Eine erste Einführung in den Entwurf für den weltweit ersten Rechtsrahmen für KI gab Kilian Gross, Referatsleiter Künstliche Intelligenz – Politikentwicklung und -koordinierung bei der Generaldirektion CNECT der Europäischen Kommission. Darin hob er den risikobasierten Ansatz, den die Kommission mit dem Regulierungsvorschlag verfolgt, hervor. Die Entwicklung von KI-Anwendungen und ihr Einsatz in der europäischen Union soll gefördert werden. Gleichzeitig soll potentiellen Gefahren, die mit der Anwendung von KI einhergehen können, damit begegnet werden, dass Hersteller von Hochrisiko-KI-Anwendungen einen Konformitätsbewertungsprozess durchlaufen. Dieser soll, dem aus dem europäischen Produktrecht bekannten Ansatz des New Legislative Framework folgend, auf harmonisierten Europäischen Normen basieren.   

Joachim Lonien, Abteilungsleiter Geschäftsfeldentwicklung von DIN erläuterte im Anschluss, wie dieses Zusammenspiel zwischen staatlicher Regelsetzung und Normung in der Praxis funktioniert:  Der Gesetzgeber legt im AIA grundlegende Anforderungen an KI-Systeme und -Anwendungen fest, z.B. zum Risikomanagement, zu Transparenz, Robustheit, IT-Sicherheit und zur menschlichen Überwachung der KI. Die technische Konkretisierung erfolgt über harmonisierte Europäische Normen, die von der Europäischen Kommission beauftragt und von den Europäischen Normungsorganisationen in einem konsensbasierten Prozess unter Beteiligung aller interessierten Kreise erarbeitet werden. Dr. Sebastian Hallensleben, Leiter Digitalisierung und KI beim VDE stellte darauf aufbauend die aktuell laufenden Aktivitäten des zuständigen europäischen Normungsgremiums sowie seine Arbeitsweise vor und rief zur aktiven Mitarbeit an den anstehenden Standardisierungsprojekten über die nationalen Normungsorganisationen auf.

Im Folgenden diskutierten Referent*innen und Teilnehmer*innen gemeinsam in zwei interaktiven Workshops über industrieübergreifende und branchenbezogene Anforderungen an KI-Systeme zur Umsetzung des AIA.

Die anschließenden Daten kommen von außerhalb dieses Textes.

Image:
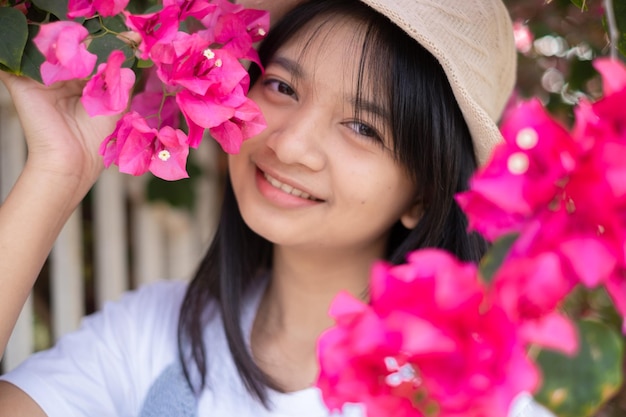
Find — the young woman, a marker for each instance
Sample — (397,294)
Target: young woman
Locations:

KI-Experten aus Wirtschaft, Verbänden, Zivilgesellschaft und Politik diskutierten anschließend in einer Podiumsdiskussion, warum es bereits jetzt so wichtig ist, sich in der Normung und Standardisierung zu beteiligen und wie eine Einbindung aller Akteure – insbesondere auch der zivilgesellschaftlichen Organisationen und kleiner Unternehmen – gelingen kann. Des Weiteren wurde erläutert welche Regulierungsfragen bei den weiteren Beratungen über den Gesetzentwurf einer Diskussion bedürfen. Sie begrüßten den Ansatz, zur Konkretisierung von grundlegenden Anforderungen auf Normen zu verweisen, da somit Überregulierung vorgebeugt wird.

Im abschließenden Ausblick appellierte Christoph Winterhalter, Vorstandsvorsitzender von DIN, noch einmal an die Teilnehmer*innen, ihr Knowhow und ihre Meinung aktiv in die Normung einzubringen. Denn: Normung ist Gemeinschaftsaufgabe und lebt von der Beteiligung aus Wirtschaft, Wissenschaft, öffentlicher Hand und Zivilgesellschaft.